Stocks dropped before markets open Monday, with traders weighing both interest rate jitters and uncertainty in chip stocks. Friday’s Producer Price Index (PPI) print came in higher than Wall Street had forecast, fanning expectations the Federal Reserve won’t move on rates this March, according to Reuters. “This is a classic risk-off environment,” said Ryan Detrick, chief market strategist at Carson Group. Reuters

All eyes next week shift to the U.S. jobs report slated for March 6. Economists surveyed by Reuters expect 60,000 new jobs—down from January’s 130,000. Kristina Hooper, Man Group’s chief market strategist, summed up the ongoing debate around artificial intelligence: “There continues to be this back and forth” over who stands to benefit or lose. Reuters

Nvidia’s earnings landed without reigniting the chip rally, leaving the sector on edge. The Philadelphia semiconductor index slid roughly 3% Thursday, dragged down as Nvidia tumbled 5.5%, according to Reuters.

Lam headed the other way Friday, bucking a patchy showing from big chip and equipment stocks. Applied Materials slipped 0.9%, AMD shed 1.7%. The S&P 500 finished lower, down 0.4%, according to MarketWatch data.

After a sharp rally, some investors said the market was simply pausing for air. “Semiconductors … have priced in a lot of good news. And now it’s time for a breather,” said Talley Leger, chief market strategist at The Wealth Consulting Group. Reuters

Lam has something coming up soon that could give investors a read on demand. On Feb. 17, the company announced CFO Doug Bettinger will speak at Morgan Stanley’s TMT conference on March 3, then again at Cantor’s technology and industrial growth conference March 11. Both events will be webcast, with replays available for two weeks.

Lam’s last major reset hit in late January, when the company projected fiscal Q3 revenue at $5.7 billion, give or take $300 million. Adjusted EPS landed at $1.35, swinging 10 cents either side. CEO Tim Archer highlighted how “smaller, more complex three-dimensional devices and packages” are driving the industry forward.

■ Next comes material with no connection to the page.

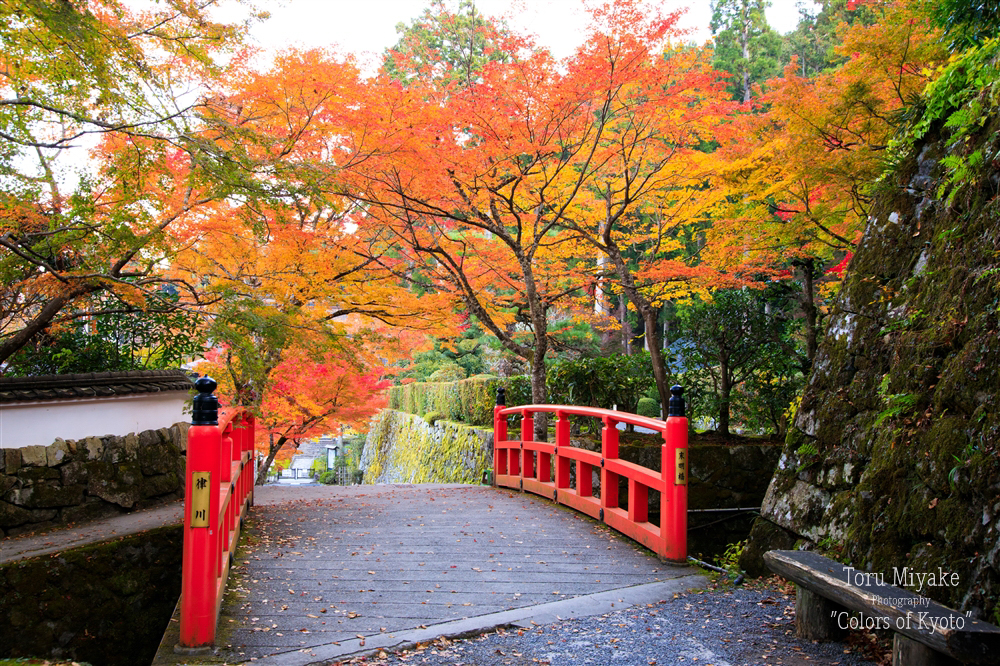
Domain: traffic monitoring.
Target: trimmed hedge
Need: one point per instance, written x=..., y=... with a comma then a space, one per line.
x=469, y=401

Reuters

Macro data may end up carrying the group for now. Monday brings the U.S. ISM manufacturing PMI, offering a survey look at factory momentum, ahead of Friday’s focus on jobs numbers.

The risk is clear enough: stubborn inflation and delayed rate cuts could keep expensive tech stocks under pressure. Add in geopolitical jitters and wider uncertainty, and you’ve got the ingredients for the latest risk-off mood in markets.

Lam watchers kick off the week tuning into Bettinger’s remarks at the March 3 conference, scanning for shifts in messaging. Jobs data drops March 6. A rebound in chip stocks could short-circuit the decline; if turbulence holds, equipment shares might keep seesawing through mid-March.